El profesional, especialista en Biología Molecular, vaticinó que “el dióxido de cloro va a ser imparable, porque viene sumando evidencia científica en todos los países donde se lo está usando. Y paulatinamente irá aliviando la carga en centros de salud, en hospitales porque no tiene efectos secundarios y puede resolver muchos inconvenientes. Así va cambiar para siempre el sistema sanitario que actualmente está montado en que tú vayas al médico y éste ni te mire a la cara pero te dé una receta con un montón de fármacos. Esta sustancia al resolver tantas patologías va a simplificar todo y la propia gente podrá recuperarse de muchas afecciones”. Al referirse sobre lo que él pudo investigar de la manera actuar esta sustancia en el organismo humano, Fuentes García apuntó: “El mecanismo de acción del dióxido de cloro es tan exageradamente simple y efectivo que lo puede entender cualquiera aunque no conozca a fondo sobre esta materia. Lo que hace es oxigenar el cuerpo y nuestras células necesitan oxígeno para generar las acciones metabólicas. Por eso respiramos ingresando oxígeno permanentemente. El doctor Andreas Kalcker ha enseñado que cualquier enfermedad, implica una falta de energía en las células y por lo tanto advierte que es una situación donde hay dificultad para la oxigenación de las mismas”.

El ingeniero bifísico Andreas Kalcker, investigador de referencia sobre diòxido de cloro.

“Por eso, el dióxido de cloro diluido en agua al ser ingerido por una persona va liberando el oxígeno que se encarga de reforzar toda la combustión que debe hacer cada célula y a la vez va desarmando virus, bacterias u otros organismos que pueda encontrar en su camino", remarcó el especialista en biología molecular.  Y luego fue mucho más afondo para asumir que “en esta simpleza de funcionamiento también reside la enorme resistencia que sigue habiendo en muchos integrantes de la comunidad científica. Yo incluso he discutido con colegas, con médicos de mi familia y de fuera de ella. Entendamos que hay una inercia normal en la humanidad a no aceptar algo nuevo, a ponerlo en duda a negarlo, hasta que ya no se puede ocultar lo evidente. Esto se da porque nos formamos en un sistema que nos adoctrina con una serie de paradigmas que ahora están todos en duda y que esta pandemia justamente vino a echar por tierra”.
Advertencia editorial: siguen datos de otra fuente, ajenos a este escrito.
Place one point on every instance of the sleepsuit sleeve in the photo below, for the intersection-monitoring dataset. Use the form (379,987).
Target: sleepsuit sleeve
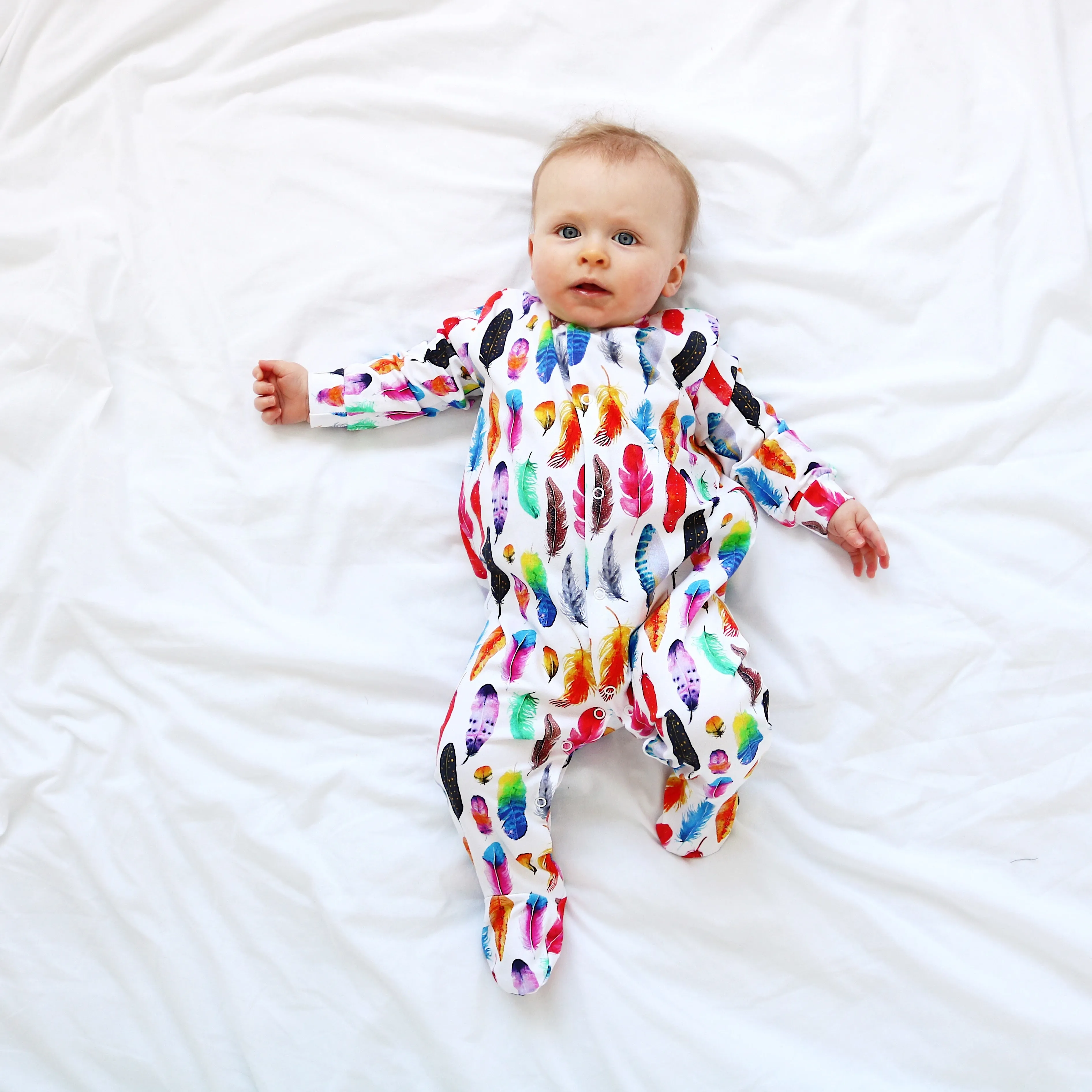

Fuentes García no dudó en advertir que “estamos en una crisis sistémica. Si en todos los años de tu formación te dicen una sola cosa y lo sigues ciegamente durante mucho tiempo, nunca será fácil poner eso en duda en 24 horas. En muchos países ya hay grupos de médicos, que cada vez son más, que se vienen sumando a comprobar y admitir las virtudes del dióxido de cloro. La evidencia es lo que va sumando conciencias. Yo lo probé en mi, en mis hijos y en muchas personas que me lo han solicitado”, aseguró finalmente el biólogo español.